Hey, Thai and Chinese are different although China’s Szechuan district spiciness is a rub off, by and large common ingredients are mostly rice and noodles. Thai rice paper stuffed rolls are superlative but the Vietnamese ones are better! I am mostly biased Thai though because most of the stir-fry pastes are freshly made and don’t come out of bottles…made of green herbs basil and coriander leaves everywhere, the sharper galangal ginger and common ginger as we know it, kafir limes, lemon grass, groundnuts, candlenuts, sesame seeds ivory and ebony…dark sesame seeds oil is a favourite cold pressed oil, very flavorful.
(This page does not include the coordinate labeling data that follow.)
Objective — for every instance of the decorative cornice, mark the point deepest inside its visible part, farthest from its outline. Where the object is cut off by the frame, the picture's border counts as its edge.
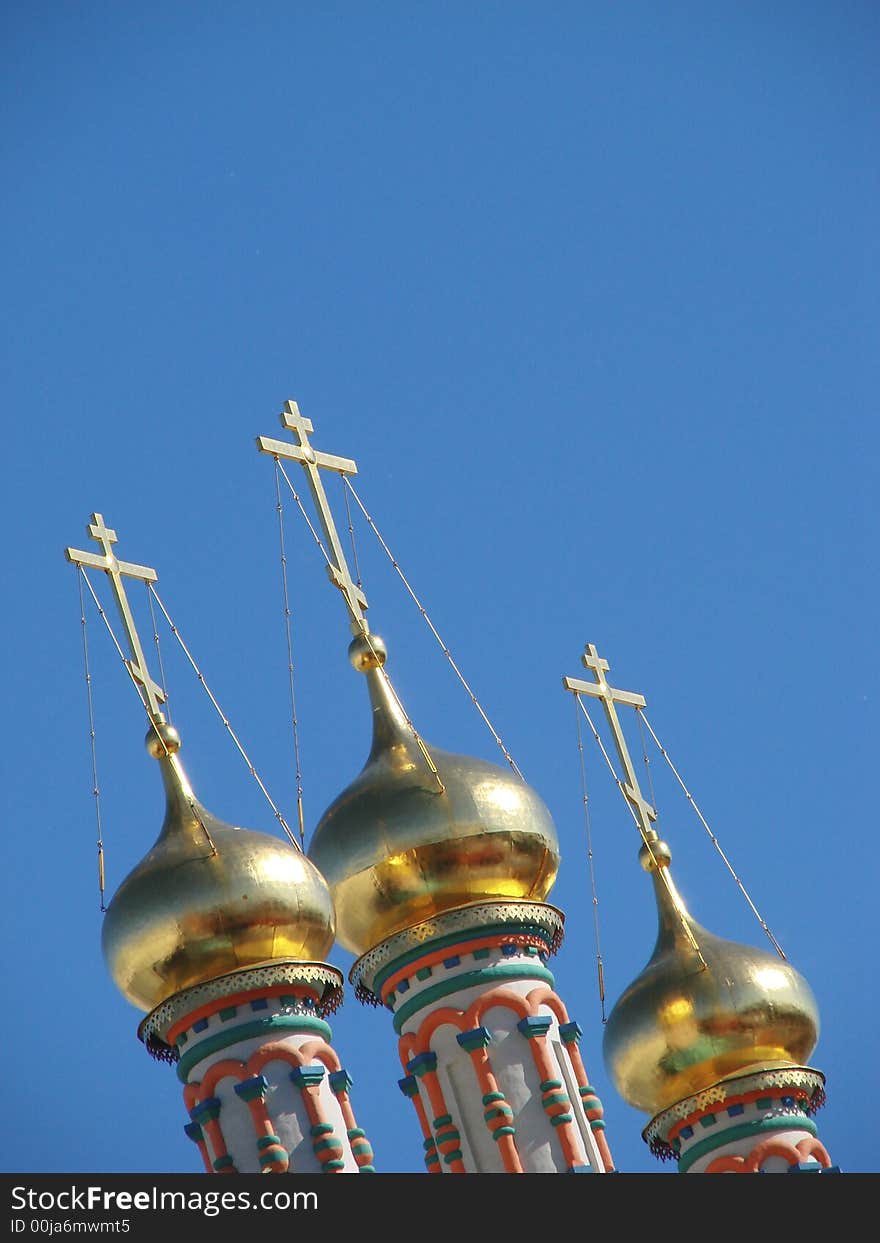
(728, 1090)
(154, 1028)
(546, 920)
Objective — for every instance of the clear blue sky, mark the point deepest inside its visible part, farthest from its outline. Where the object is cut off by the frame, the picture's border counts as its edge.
(589, 292)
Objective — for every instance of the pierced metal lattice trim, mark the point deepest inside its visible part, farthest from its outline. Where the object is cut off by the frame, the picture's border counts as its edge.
(153, 1028)
(812, 1082)
(460, 919)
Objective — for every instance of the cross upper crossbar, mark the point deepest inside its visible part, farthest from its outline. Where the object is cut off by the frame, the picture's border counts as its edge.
(610, 696)
(313, 461)
(116, 571)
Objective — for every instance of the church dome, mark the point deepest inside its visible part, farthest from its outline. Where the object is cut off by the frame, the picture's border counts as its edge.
(209, 899)
(681, 1027)
(395, 848)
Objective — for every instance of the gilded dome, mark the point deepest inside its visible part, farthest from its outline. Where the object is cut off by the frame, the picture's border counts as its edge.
(209, 899)
(395, 848)
(681, 1027)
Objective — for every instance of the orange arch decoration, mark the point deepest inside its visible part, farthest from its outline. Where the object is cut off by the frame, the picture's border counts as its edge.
(792, 1154)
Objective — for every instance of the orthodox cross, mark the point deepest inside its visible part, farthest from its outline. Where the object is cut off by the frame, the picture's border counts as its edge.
(610, 696)
(116, 571)
(312, 463)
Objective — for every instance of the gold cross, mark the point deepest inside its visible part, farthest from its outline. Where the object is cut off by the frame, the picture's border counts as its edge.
(609, 696)
(116, 571)
(312, 463)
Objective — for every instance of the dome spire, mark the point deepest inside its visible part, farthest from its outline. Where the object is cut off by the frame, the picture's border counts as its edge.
(151, 692)
(643, 813)
(313, 463)
(209, 898)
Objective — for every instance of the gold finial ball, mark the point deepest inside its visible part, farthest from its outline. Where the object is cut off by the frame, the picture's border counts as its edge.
(209, 899)
(655, 855)
(367, 651)
(681, 1027)
(162, 740)
(397, 849)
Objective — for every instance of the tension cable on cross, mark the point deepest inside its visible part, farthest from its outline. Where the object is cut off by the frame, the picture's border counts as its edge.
(225, 720)
(712, 837)
(445, 650)
(96, 788)
(337, 567)
(295, 724)
(599, 966)
(643, 812)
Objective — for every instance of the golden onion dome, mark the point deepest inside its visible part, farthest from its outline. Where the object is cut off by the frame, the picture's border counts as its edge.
(399, 847)
(209, 899)
(681, 1027)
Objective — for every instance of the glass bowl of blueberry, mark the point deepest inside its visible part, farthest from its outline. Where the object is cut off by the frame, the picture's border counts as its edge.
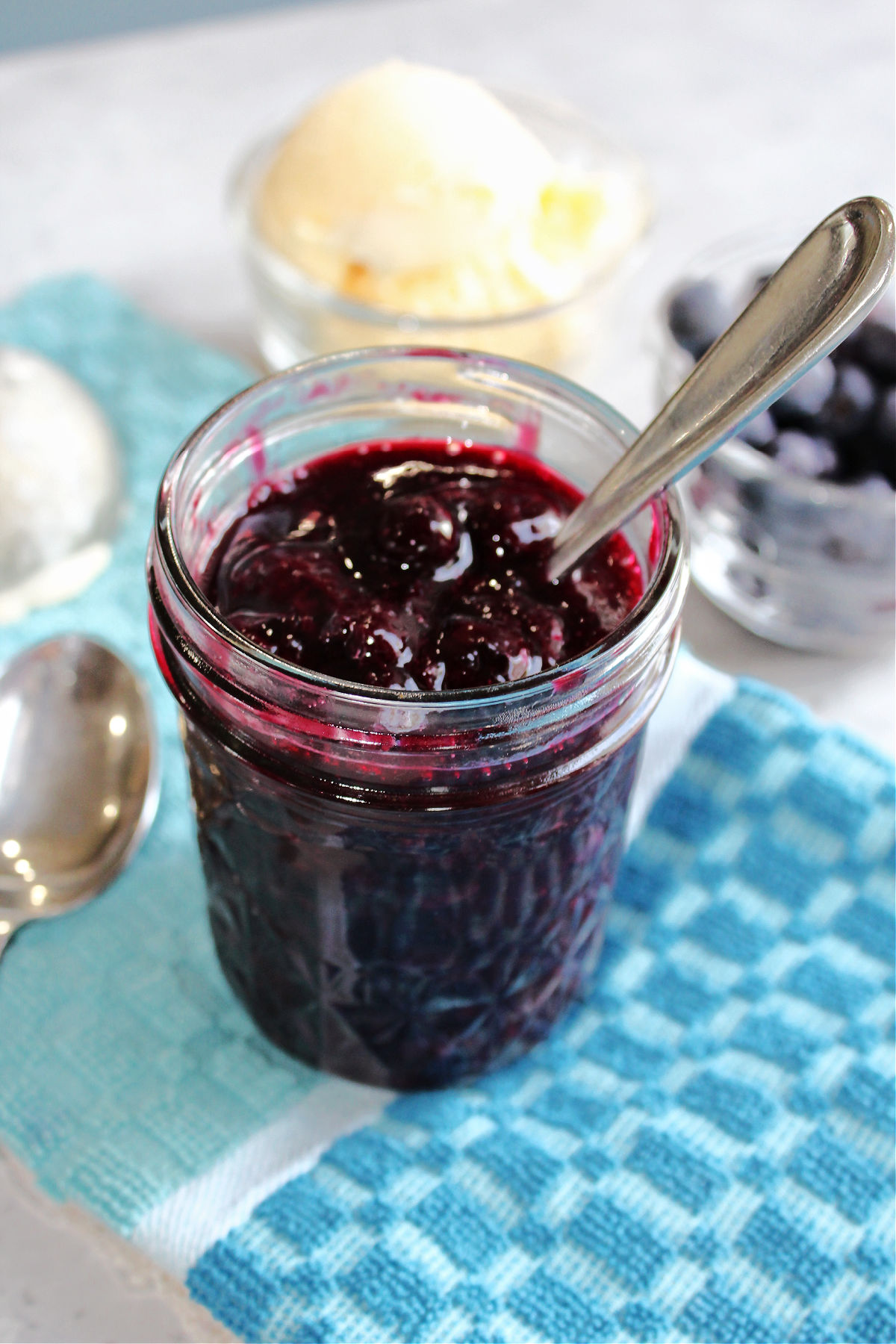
(793, 523)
Health-conscious because most dishes are not cooked to death.
Yes, I would say Thai cuisine is one of the lighter-hearted cuisines of South-East Asia and one should invest one’s health in it. Join up Chef Poonam Bindra’s online classes if you wish for get a good Thai cookbook…one of these days I’m returning to books! Funny or not funny, one time I couldn’t sleep without a book in hand, now I can’t sleep without my smart phone in hand! It’s real dumb stupidity.
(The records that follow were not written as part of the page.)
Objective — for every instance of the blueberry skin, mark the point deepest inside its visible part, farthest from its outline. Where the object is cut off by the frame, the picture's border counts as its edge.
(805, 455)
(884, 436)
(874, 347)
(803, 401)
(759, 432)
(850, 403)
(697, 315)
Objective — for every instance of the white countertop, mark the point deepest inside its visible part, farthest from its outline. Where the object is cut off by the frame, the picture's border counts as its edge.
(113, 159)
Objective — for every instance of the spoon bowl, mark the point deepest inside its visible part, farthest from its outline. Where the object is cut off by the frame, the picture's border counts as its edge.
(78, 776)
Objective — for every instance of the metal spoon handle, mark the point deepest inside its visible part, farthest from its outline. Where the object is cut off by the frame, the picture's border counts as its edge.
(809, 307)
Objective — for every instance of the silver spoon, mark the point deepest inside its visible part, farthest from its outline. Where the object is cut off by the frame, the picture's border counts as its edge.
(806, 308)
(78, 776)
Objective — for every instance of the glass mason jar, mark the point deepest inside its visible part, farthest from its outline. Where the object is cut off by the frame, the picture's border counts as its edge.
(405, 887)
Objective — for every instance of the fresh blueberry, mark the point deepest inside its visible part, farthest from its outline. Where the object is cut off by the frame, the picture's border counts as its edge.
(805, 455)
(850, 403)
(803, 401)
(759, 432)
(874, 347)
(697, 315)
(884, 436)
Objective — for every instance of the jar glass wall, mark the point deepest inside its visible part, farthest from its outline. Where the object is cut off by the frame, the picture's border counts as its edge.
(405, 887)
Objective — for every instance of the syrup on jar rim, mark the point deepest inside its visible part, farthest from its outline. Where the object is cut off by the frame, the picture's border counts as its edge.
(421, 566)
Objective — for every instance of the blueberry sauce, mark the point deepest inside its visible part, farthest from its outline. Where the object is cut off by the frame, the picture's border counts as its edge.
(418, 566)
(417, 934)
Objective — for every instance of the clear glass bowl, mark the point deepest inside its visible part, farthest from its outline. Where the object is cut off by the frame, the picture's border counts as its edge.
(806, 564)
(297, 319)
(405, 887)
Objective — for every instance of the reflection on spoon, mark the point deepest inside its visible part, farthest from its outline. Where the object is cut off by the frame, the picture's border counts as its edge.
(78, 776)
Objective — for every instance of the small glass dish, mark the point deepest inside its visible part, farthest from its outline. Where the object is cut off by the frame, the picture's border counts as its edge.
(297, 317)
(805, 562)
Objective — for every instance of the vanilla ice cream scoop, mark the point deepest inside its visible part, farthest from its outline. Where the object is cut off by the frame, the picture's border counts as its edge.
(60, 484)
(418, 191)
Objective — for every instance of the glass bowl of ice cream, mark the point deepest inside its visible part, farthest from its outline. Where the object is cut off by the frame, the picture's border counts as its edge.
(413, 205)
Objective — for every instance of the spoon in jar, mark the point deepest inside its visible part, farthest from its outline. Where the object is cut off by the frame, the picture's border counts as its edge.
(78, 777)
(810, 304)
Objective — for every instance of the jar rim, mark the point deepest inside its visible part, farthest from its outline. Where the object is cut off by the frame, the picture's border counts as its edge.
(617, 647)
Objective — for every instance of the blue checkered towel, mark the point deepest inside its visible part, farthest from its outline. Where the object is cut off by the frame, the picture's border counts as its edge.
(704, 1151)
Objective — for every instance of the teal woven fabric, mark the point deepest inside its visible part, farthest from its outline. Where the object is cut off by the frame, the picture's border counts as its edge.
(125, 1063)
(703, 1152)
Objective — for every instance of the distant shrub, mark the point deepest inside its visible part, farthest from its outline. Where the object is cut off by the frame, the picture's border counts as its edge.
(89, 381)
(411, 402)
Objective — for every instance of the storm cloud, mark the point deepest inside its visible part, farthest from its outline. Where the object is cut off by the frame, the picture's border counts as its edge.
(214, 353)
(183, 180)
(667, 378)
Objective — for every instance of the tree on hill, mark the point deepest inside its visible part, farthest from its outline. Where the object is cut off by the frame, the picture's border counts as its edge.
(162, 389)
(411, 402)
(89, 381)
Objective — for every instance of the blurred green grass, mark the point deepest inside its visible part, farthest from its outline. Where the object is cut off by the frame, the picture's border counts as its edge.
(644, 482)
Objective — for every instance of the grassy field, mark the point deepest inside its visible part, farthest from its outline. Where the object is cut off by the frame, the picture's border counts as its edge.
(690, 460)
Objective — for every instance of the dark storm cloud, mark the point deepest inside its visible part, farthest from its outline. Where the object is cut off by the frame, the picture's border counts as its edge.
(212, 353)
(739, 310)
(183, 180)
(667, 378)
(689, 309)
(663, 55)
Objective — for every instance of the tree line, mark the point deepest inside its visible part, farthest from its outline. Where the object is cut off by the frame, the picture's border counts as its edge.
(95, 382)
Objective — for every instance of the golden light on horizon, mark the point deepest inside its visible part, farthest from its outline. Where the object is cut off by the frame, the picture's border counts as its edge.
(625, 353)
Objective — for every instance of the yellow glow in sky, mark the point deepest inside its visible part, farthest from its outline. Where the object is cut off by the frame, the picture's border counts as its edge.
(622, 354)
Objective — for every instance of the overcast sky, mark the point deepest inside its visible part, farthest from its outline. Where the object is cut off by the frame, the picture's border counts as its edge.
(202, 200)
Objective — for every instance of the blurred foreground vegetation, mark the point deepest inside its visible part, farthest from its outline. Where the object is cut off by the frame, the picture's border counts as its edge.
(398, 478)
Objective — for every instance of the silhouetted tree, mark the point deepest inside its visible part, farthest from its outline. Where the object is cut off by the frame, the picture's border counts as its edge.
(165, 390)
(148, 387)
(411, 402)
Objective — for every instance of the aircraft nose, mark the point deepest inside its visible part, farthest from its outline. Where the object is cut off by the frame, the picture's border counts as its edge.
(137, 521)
OKAY, a recipe to inspire you on your journey to exploring Thai cuisine…

Green Papaya Salad (Som Tum)

Green Papaya Salad (Som Tum)
(For weight loss! This is a fresh green julienned papaya tossed in herbs, lime juice, soy sauce and aromatic spices. Traditionally this Som Tam salad or relish is pounded with a mortar and pestle which is more fun!) TAKE 1 small green papaya; 1 medium clove garlic, minced; 1 small red chilli pepper (or bird chilli if you can find it), finely chopped; 1 tbs soy sauce (can use fish sauce too); 2 tbs vegetable oil; 3 tbs freshly squeezed lime juice; 2 tbs brown sugar; 5 large green beans (optional); 1 cup cherry tomatoes, halved; 2 cups bean sprouts (moong sprouts); quarter cup chopped Thai or Italian basil for garnish; half cup roasted peanuts or cashew for garnish; half tsp granulated sugar, optional; 3 medium spring onions or scallions, thinly sliced lengthwise; NOW peel and grate green papaya using larger grater. In a small food chopper or processor add garlic, chilli pepper, soy sauce, oil, lime juice, brown sugar and process till liquid turns reddish from chilli, set this dressing aside. Alternatively you may also pound garlic and chilli in into paste with mortar and pestle. Transfer to small bowl adding soy sauce, oil, lime juice and brown sugar, whisk together to combine. Green beans may be sliced thin and bruised or pounded lightly before adding in. Put shredded papaya, cherry tomatoes, bean sprouts in salad bowl. Add most of the basil leaving some for garnish. Add chilli dressing, beans and toss. Add most peanuts, leaving some for garnish. Test for taste and adjust flavour if you want it more salty or spicy and if too sour you may sprinkle a little white sugar over your salad and toss again. Sugar will melt. Garnish with spring onions/scallions and rest of basil leaves and peanuts. Serve with sticky rice like they do in Thailand. Enjoy. Note: Instead sugar try some jaggery powder.